Art Edwards's writing has appeared in The Writer and Writers' Journal, and online at elimae, The Rumpus, and The Nervous Breakdown. He is currently shopping his third novel, Badge, and is working on a memoir.

Chiyuma Elliott lives in Oakland, California with her husband and two noisy dogs. A graduate of Warren Wilson College's MFA Program for Writers, Chi is currently Stegner Fellow at Stanford University.

Luke Geddes's fiction has appeared or is forthcoming in Hayden's Ferry ReviewConjunctionsMid-American Review, and other journals. He is a Ph.D. student in creative writing and literature at the University of Cincinnati.

Aaron Gilbreath has written nonfiction, some forthcoming, for the New York Times, Tin House, Paris Review, Gettysburg Review, Gastronomica, The Normal School, Fourth Genre, Fugue, High Country News and Maisonneuve. His essay "Dreams of the Atomic Era," from the Cincinnati Review, is a Notable Essay in Best American Essays 2011. An excerpt from his Link Wray-themed novel, Run Chicken Run, appears at StorySouth. He's working on a few books and eating exotic chocolates. 

Gretchen E. Henderson's first book, Galerie de Difformité, received the Madeleine P. Plonsker Prize from &NOW Books (2011). This Fall also sees the publication of her On Marvellous Things Heard (Green Lantern Press) and Wreckage: By Land & By Sea (Dancing Girl Press). Gretchen is a Mellon Postdoctoral Fellow at MIT, where she invites participation in the collaborative deformation of Galerie de Difformitédifformite.wordpress.com

Nathan Huffstutter is also a contributor for Emprise Review.

Kate Lorenz is the editor of Parcel. Her short fiction has appeared in Denver Quarterly and Everyday Genius, and her chapbook, Stardust, was published by Blue Hour Press. She received her MFA from the University of Alabama and currently lives in Lawrence, Kansas. 

Lincoln Michel's work appears in NOON, Tin House, The Believer, Oxford American, Indiana Review, and elsewhere. He is a co-editor of Gigantic and the books editor of The Faster Times. You can find him online at lincolnmichel.com.

Joshua Mohr is the author of the San Francisco Chronicle bestselling novel Some Things That Meant the World to Me, and Termite Parade, a New York Times Book Review Editors' Choice selection. He lives in San Francisco and teaches fiction writing.

Tomás Q. Morín's poems have appeared or are forthcoming in Slate,  Threepenny Review,  Poetry International, New England Review, and  Narrative. He was the winner of the 2010 Boulevard Emerging Poets Contest.
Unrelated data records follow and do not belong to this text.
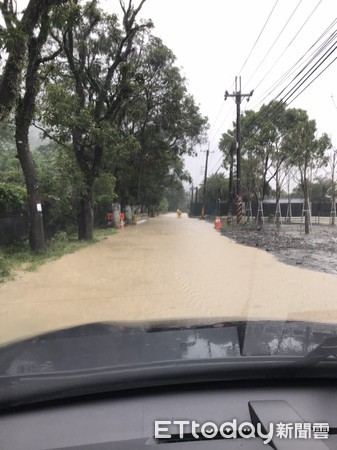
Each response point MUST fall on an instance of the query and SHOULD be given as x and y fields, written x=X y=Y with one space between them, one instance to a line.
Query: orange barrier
x=217 y=223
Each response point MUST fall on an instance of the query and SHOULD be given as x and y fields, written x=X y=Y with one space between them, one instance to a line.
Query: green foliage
x=18 y=254
x=4 y=266
x=163 y=205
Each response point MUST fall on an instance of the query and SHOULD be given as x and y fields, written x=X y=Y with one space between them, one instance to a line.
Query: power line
x=289 y=44
x=292 y=69
x=258 y=38
x=277 y=38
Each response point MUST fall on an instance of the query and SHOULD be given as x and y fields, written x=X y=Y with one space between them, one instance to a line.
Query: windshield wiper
x=326 y=351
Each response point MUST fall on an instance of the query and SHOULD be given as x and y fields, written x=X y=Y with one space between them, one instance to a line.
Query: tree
x=263 y=134
x=24 y=41
x=89 y=89
x=306 y=152
x=164 y=120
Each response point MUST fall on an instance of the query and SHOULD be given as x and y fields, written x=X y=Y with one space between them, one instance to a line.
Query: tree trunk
x=85 y=218
x=36 y=230
x=306 y=207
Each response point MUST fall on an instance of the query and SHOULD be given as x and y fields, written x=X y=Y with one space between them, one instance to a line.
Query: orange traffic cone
x=217 y=224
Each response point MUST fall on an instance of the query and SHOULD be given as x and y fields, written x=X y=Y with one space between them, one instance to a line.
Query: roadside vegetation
x=18 y=255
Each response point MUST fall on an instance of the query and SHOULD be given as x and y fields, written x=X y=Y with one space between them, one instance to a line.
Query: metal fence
x=14 y=228
x=318 y=209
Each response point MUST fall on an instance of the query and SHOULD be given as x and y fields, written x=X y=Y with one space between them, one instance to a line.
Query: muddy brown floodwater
x=165 y=268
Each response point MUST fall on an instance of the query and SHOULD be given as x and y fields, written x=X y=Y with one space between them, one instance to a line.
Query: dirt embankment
x=317 y=251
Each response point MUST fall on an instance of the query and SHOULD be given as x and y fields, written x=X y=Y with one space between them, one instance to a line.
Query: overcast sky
x=212 y=40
Nick Francis Potter is from Utah. He currently draws pictures and writes petty cartoon fiction in Providence, RI. He has a story online at >kill author and one forthcoming in Caketrain .

Joseph Scapellato was born in the suburbs of Chicago and earned his MFA in Fiction at New Mexico State University.  Currently he teaches English/Creative Writing as an adjunct professor at Susquehanna University and Bucknell University.  His work appears/is forthcoming in Kenyon Review Online, Puerto del Sol, Unsaid, Artifice, > kill author, and others.  He can be reached at joseph.scapellato@gmail.com.

Gregory Sherl is the author of Heavy Petting (YesYes Books, 2011) and The Oregon Trail is the Oregon Trail (Mud Luscious Press, 2012). These pieces are part of his collection Monogamy Songs, which will be released by Future Tense Books in the summer of 2012.